I had been brought up into the Boro tradition. My dad departed to Ayresome Park every Saturday and would return at tea time to tales of woe, never again, never again. Another nail in their coffin... before setting out the very next week again for our local sporting citadel. Why don't you take Robert, my mam asked one week. Yes inflict a lifetime of Middlesbrough misery on him too, she might have mouthed and so I entered the world of supporting my local team. Captivated by the pea green pitch, finest in England they said. The aromas of piped tobacco and cigar wafting with beefy bovril between behatted, overcoat bedecked men. Then out there on the stage, our number 9, hero of every park, school playground, suburban road and driveway ad hoc pitch, Big John Hickton, arrowed a shot low, mean and hard into the corner of the net. From then I was ensnared, smitten. Big John would go on to score so many goals and would be especially known for his long penalty run ups before invariably smashing the ball past the keeper and into the net. And so a lifetime passion and obsession was born.
Twenty five years onwards but not upwards, at least not in football terms and Middlesbrough announce they are leaving Ayresome for good. A new chapter will open on a playing field down by the Riverside. This Edwardian jumble of red brick and corrugated roofs will tumble and fall to the wrecking ball and be consigned to the pages of football history books. After one last emotional goodbye on a heady blue-sky promotion clinching day in 1995 the contents, fixtures and fittings are to be auctioned off. I find myself bidding against a brewery for stand names and direction boards. It is an uneven contest. Then as I fix my gaze across the filled room I see for once the brewery bidder's arm still by his side. I seize my opportunity and bid. Unopposed. Gettinthere. £12 (including tax) to the gentleman.. for the his and hers wooden toilet signs... Ah, so that is why no one else bid..

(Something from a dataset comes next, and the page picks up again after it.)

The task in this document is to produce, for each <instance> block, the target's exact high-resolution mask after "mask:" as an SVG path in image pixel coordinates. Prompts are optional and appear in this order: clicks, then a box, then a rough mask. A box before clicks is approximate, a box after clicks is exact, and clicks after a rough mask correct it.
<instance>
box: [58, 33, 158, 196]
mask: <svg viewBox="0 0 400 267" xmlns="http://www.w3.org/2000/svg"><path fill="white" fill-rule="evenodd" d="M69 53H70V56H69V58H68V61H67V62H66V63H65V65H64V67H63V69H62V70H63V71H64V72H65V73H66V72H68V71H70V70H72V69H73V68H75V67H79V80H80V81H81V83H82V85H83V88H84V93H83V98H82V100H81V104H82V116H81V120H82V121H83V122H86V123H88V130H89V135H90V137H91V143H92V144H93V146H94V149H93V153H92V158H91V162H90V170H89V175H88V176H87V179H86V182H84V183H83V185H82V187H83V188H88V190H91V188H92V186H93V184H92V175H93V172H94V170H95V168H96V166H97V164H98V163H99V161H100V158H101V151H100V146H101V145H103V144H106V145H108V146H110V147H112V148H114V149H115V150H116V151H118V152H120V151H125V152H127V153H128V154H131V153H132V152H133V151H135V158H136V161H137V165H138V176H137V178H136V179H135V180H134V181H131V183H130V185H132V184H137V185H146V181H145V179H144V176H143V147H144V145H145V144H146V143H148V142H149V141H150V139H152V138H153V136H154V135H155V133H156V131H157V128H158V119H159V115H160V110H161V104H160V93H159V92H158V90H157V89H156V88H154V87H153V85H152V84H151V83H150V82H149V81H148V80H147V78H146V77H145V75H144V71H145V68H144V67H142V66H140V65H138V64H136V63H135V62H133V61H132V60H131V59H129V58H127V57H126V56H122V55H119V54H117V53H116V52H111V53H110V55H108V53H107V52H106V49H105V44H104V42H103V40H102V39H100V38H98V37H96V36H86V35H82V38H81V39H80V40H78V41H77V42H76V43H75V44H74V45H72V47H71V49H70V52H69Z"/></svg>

I followed this up by buying the first house to be built on the site of Ayresome Park. A couple of feet from my front garden would have been the corner flag. If I look out of my bedroom window I can see a penalty spot. And I can remember the long, long run ups that John Hickton our sharp shooting centre forward took, starting somewhere like the back garden of that house and moving faster and faster through the dining room and the front room to finally storm down the drive to leave the keeper quaking in his boots planted in the middle of the front room of the house opposite.
For me the dream never dies and those toilet signs are still tucked away in a quiet corner of Ayresome Park.